TVMU.TV - Forum Dekan Fakultas Ilmu Sosial dan Ilmu Politik (FISIP) Perguruan Tinggi Muhammadiyah dan 'Aisyiyah (PTMA) menggelar Seminar Nasional bertajuk “Muhammadiyah di Tengah Kontestasi Politik 2024” di Auditorium Kasman Singodimedjo FISIP Universitas Muhammadiyah Jakarta (UMJ), Rabu (21/06/2023).

Acara tersebut dihadiri oleh Ketua Lembaga Hikmah dan Kebijakan Publik (LHKP) Pimpinan Pusat (PP) Muhammadiyah Ridho Al-Hamdi, Rektor UMJ Ma’mun Murod, Ketua Forum Dekan FISIP PTMA Muslimin Mahmud serta Dekan FISIP PTMA se-Indonesia.

Saat pembukaan, Dekan FISIP UMJ Evi Satipsi mengatakan adanya forum dekan FISIP PTMA se- Indonesia ini untuk membahas terkait Muhammadiyah di tengah kontestasi politik 2024. Pada kontestasi politik 2024, Evi berharapan bahwa keanggotaan legislatif bisa diisi oleh kader Muhammadiyah.
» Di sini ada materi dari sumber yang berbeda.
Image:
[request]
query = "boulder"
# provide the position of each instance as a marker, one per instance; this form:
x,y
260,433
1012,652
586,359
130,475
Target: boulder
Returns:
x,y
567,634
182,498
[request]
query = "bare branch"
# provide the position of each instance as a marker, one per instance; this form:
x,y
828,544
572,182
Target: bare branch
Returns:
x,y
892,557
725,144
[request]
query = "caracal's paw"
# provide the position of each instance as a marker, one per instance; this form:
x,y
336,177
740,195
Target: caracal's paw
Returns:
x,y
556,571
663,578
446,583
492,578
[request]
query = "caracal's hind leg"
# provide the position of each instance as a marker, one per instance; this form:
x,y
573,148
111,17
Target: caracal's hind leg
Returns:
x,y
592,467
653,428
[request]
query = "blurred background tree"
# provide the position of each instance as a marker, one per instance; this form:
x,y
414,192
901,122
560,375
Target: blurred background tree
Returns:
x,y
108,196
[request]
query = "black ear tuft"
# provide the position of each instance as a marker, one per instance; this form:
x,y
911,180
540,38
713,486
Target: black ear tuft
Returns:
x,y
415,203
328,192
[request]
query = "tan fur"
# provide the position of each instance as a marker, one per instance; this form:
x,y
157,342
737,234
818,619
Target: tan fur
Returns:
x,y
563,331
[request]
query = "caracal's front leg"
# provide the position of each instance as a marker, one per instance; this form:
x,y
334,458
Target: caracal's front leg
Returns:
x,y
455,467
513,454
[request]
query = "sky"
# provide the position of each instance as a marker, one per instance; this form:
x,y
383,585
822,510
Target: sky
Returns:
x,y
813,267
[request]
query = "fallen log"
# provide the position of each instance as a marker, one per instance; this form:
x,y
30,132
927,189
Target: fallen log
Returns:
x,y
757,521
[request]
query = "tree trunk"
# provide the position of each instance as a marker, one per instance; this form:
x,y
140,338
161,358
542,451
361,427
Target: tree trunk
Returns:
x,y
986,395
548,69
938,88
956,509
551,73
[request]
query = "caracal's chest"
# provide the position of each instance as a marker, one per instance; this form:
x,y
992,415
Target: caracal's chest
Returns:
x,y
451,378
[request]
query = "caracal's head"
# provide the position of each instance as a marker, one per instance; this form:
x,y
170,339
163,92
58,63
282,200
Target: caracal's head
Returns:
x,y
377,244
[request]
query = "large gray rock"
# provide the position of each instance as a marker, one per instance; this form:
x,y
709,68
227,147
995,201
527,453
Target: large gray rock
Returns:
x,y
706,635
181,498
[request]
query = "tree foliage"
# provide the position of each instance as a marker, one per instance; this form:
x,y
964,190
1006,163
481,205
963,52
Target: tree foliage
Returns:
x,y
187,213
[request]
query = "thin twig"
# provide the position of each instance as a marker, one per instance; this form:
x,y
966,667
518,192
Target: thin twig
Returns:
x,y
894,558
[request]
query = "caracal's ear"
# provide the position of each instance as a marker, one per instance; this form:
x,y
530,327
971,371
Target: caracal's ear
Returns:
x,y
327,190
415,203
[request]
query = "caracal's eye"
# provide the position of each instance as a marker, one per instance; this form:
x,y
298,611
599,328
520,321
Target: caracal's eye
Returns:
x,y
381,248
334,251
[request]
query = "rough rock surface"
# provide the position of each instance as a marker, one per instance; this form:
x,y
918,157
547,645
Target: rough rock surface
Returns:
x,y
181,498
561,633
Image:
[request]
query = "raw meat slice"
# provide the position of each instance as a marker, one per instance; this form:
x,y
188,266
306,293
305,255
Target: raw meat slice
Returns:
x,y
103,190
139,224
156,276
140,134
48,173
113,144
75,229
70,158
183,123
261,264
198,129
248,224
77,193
Sementara itu, Ketua Forum Dekan FISIP PTMA Muslimin Mahmud mengungkapkan adanya seminar nasional forum dekan FISIP PTMA se-Indonesia ini diharapkan, Muhammadiyah sebagai organisasi keagamaan dapat memerankan fungsinya untuk menjadi penengah dan penghubung antara pemerintah dan masyarakat.

Dalam paparannya, Ketua LHKP Ridho Al-Hamdi berharap kader Muhammadiyah tidak anti dan alergi terhadap politik. Ia pun menceritakan fase hubungan Muhammadiyah dan politik dengan dibagi ke dalam dua fase. Pembagian tersebut ditemukan berdasarkan penelitian yang dibatasi hingga tahun 2020.

Ia mengatakan, fase pertama terjadi sekitar 1912 hingga 1971. Pada fase ini, jelas Ridho, kader Muhammadiyah sadar akan pentingnya Muhammadiyah bergabung dengan sebuah partai politik. Tidak ada aturan resmi yang menyatakan larangan bagi kader Muhammadiyah bergabung dalam partai politik. Pada masa itu kader Muhammadiyah membentuk partai politik, misalnya PII (Partai Islam Indonesia). 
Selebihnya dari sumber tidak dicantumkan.